When you approach the water you are fishing the first thing to think about is what it looks like and what your bait is going to look like inside it. If the water is crystal clear, your bait will be seen easily by fish. If the water is dark and murky, fish are going to struggle to see your bait.

As a rule, darker colors are easier to see underwater and if the water is murky then using a dark-colored lure is the way to go. Blue, black and Junebug are great colors for this situation. You can also opt for the brightest colors in your box, as these are made to be seen in murky waters. Try luminous pink, orange, and chartreuse.

When the water is clear, the idea is to match fish’s chosen bait as close as possible. This means choosing natural colors that imitate the baitfish in the water. If you are bass fishing using green pumpkin or watermelon colored baits will imitate the crawfish, perch and sunfish species in the system. If you’re fishing in the sea you might go for a crankbait with a blue body and a white bottom.

It doesn’t always quite work out as I’ve mentioned above but it’s a good general rule to follow. Never stop changing if what you’re using is not working.


Sunlight has a similar effect on the water as water clarity. If you have been snorkeling, you’ll know that when the sun comes out, your visibility underwater gets a lot better. It’s exactly the same for fish, bait is easy to see on a sunny day and harder to see on a darker day. In terms of lure color, the same rules we mentioned in water clarity apply here too. Dark or luminous colors on dark days and natural colors on bright days. Although, it’s probably better to weigh them up together. If you’re fishing clear water on a dark day, then use something that is still natural but is either a little dark or has some flash to it. If the water is dark and the sky is darker, then go for the darkest or most outlandish color you have.
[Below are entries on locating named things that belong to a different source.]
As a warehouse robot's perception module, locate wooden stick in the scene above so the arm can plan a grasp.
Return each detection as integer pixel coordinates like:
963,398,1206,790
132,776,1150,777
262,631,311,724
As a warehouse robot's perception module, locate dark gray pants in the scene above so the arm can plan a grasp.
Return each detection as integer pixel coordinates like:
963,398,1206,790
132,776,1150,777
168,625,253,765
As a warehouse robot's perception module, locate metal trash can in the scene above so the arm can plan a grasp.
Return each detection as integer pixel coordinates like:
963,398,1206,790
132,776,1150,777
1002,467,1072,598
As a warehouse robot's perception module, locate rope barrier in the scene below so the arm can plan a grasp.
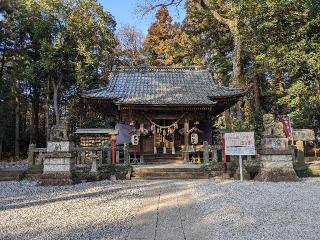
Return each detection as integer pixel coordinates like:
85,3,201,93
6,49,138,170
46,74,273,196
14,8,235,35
143,113,186,129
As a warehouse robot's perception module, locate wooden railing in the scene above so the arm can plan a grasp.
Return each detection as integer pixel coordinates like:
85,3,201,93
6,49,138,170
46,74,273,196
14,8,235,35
182,142,223,164
28,142,225,168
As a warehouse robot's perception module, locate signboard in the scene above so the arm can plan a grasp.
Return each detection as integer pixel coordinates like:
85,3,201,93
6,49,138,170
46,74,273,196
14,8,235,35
224,132,256,181
279,115,293,140
131,134,139,145
224,132,256,156
191,133,199,145
293,129,316,141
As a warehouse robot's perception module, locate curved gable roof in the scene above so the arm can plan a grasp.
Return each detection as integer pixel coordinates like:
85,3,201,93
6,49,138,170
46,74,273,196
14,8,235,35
83,67,243,105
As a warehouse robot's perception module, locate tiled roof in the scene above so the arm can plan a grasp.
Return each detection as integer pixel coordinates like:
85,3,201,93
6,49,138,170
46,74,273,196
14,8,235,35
83,67,243,105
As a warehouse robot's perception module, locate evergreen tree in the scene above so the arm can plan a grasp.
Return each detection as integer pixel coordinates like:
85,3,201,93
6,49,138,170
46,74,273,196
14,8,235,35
143,7,183,65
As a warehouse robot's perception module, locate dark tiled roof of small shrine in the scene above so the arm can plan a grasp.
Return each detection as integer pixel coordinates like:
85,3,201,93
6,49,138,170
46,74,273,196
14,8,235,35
83,67,243,105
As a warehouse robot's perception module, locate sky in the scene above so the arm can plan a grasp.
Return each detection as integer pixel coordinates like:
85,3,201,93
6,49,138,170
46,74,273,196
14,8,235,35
98,0,184,34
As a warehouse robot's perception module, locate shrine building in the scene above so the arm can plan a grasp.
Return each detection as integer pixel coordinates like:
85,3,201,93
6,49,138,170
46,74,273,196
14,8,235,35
82,66,244,163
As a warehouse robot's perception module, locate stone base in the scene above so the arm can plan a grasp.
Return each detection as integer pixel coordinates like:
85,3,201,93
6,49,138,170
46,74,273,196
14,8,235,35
254,168,299,182
47,141,74,152
43,156,75,173
40,173,79,186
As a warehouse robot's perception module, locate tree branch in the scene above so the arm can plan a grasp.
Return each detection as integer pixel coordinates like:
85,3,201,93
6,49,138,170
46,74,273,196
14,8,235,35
139,0,183,16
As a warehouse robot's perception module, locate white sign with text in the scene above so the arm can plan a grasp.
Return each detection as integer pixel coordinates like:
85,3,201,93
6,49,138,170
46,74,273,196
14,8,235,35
224,132,256,156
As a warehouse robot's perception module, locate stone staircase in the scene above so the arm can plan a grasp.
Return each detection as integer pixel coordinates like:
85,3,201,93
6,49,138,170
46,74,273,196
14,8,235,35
131,164,209,180
307,161,320,176
0,169,25,181
144,153,183,164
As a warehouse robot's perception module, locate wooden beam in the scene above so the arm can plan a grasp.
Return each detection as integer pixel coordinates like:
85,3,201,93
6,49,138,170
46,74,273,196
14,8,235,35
184,116,189,163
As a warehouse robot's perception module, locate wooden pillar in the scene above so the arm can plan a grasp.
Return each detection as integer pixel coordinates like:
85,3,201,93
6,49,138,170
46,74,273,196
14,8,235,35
203,141,209,164
123,143,130,164
184,118,189,162
139,123,144,163
116,150,120,163
153,125,157,154
28,144,36,167
107,147,111,164
172,130,176,154
162,130,167,154
212,148,218,162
Something else that affects how sunlight penetrates water is the surface conditions. If you are a diver you’ll know that visibility is much worse when the water is rough than when it is calm. If it’s windy on a lake, making a big ripple and lot of surface movement, the water reflects and refracts a lot of the light that hits it and stops it from penetrating. This means that if you are fishing in clear water on a sunny day but it’s very windy, you’re going to want to think about using a darker or luminous lure.

Summing Up

It is quite a confusing realm of choice thinking about lure color and why it makes a difference sometimes and other times not. Color definitely plays a role, some days having the right color means fish are all over your bait. If you’re an offshore fisherman, you’ll have seen that on certain days one color in your 8 color spread will be hit all day and the others ignored.

The topics above definitely point to getting the right contrast so they fish can see your bait, this is certainly important. But don’t get too caught up in color, yes find a good one but also fish it well. People who keep changing instead of focussing on fishing over catch less than if they had stuck with one color and fished it hard.